The UPR is required for efficient ER protein translocation and ERAD. A, Wild-type and ire1::TRP1 cells (labeled Δire1) expressing CPY*_HA were pulse-labeled for 10 min with [³⁵S]methionine/cysteine and chased for 0, 30, 60, and 90 min. CPY*_HA was immunoprecipitated using anti-HA mAb and analyzed by SDS-PAGE. The proteins were visualized by direct autoradiography and quantification of the gel was performed using a PhosphorImager. B, Wild-type, sec62-101, and Δire1 cells expressing CPY*_HA were pulse-labeled for 10 min and CPY*_HA immunoprecipitated and separated on a 10% polyacrylamide gel (lanes 1, 2, and 3).

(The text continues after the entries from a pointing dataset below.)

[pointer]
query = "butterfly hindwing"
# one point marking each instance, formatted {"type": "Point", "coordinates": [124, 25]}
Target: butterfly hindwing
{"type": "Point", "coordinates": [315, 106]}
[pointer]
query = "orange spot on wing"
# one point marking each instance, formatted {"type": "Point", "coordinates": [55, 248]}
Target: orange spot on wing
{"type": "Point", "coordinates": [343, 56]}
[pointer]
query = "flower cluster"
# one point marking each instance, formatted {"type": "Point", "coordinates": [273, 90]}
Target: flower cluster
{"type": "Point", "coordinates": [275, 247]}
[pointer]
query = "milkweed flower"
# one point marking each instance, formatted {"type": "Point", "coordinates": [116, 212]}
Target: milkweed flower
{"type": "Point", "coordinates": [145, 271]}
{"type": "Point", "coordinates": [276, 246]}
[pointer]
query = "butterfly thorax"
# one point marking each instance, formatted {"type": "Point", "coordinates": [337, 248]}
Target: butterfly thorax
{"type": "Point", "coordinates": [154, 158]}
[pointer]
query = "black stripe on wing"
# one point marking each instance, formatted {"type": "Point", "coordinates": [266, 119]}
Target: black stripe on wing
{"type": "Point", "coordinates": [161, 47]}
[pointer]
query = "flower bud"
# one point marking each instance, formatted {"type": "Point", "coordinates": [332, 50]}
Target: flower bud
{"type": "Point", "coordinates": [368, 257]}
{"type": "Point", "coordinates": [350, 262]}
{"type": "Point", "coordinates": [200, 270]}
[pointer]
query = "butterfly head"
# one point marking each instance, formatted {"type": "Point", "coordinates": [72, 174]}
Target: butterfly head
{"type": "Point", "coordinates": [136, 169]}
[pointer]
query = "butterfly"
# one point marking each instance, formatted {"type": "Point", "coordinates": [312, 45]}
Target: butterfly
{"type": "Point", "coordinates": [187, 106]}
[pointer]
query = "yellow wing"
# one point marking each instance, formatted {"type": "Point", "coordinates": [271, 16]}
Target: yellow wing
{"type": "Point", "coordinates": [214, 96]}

Lanes 4 and 5, Gas1p immunoprecipitated from the lysates used for lanes 1 and 3. C, Wild-type, sec62-101, and Δire1cells expressing CPY_HA were pulse-labeled for 10 min and immunoprecipitated for endogenous CPY. The position of preproCPY_HA, the ER P1, and Golgi P2 forms are indicated.

Figure 7

Increased gene dosage of specific UPR targets alleviate translocation and ERAD defects in UPR-deficient cells. A, Wild-type and Δire1 cells expressing CPY*_HA were pulse-labeled with [³⁵S]methionine/cysteine followed by immunoprecipitation for CPY*_HA (top) and Gas1p (bottom). Haploid strains DNY563 (wild-type), ESY157 (Δire1), ESY158 (ESY157 with an extra copy of KAR2 on the centromeric plasmid pMR713; labeled Δire1, 2n KAR2), and ESY159 (ESY157 with and extra copy of SEC61 on the centromeric plasmid pCS15; labeled Δire1, 2n SEC61) were analyzed. The lumenal and nontranslocated forms (pre) are indicated. B, DNY563 (wild-type), ESY158 (Δire1, 2n KAR2), and ESY159 (Δire1, 2n SEC61) cells were pulse-labeled with [³⁵S]methionine/cysteine for 10 min, followed by a cold chase for the times indicated, CPY*_HA immunoprecipitated from detergent lysates, and separated by SDS-PAGE. C, Quantification of immunoprecipitated CPY*_HA shown in B by PhosphorImager analysis.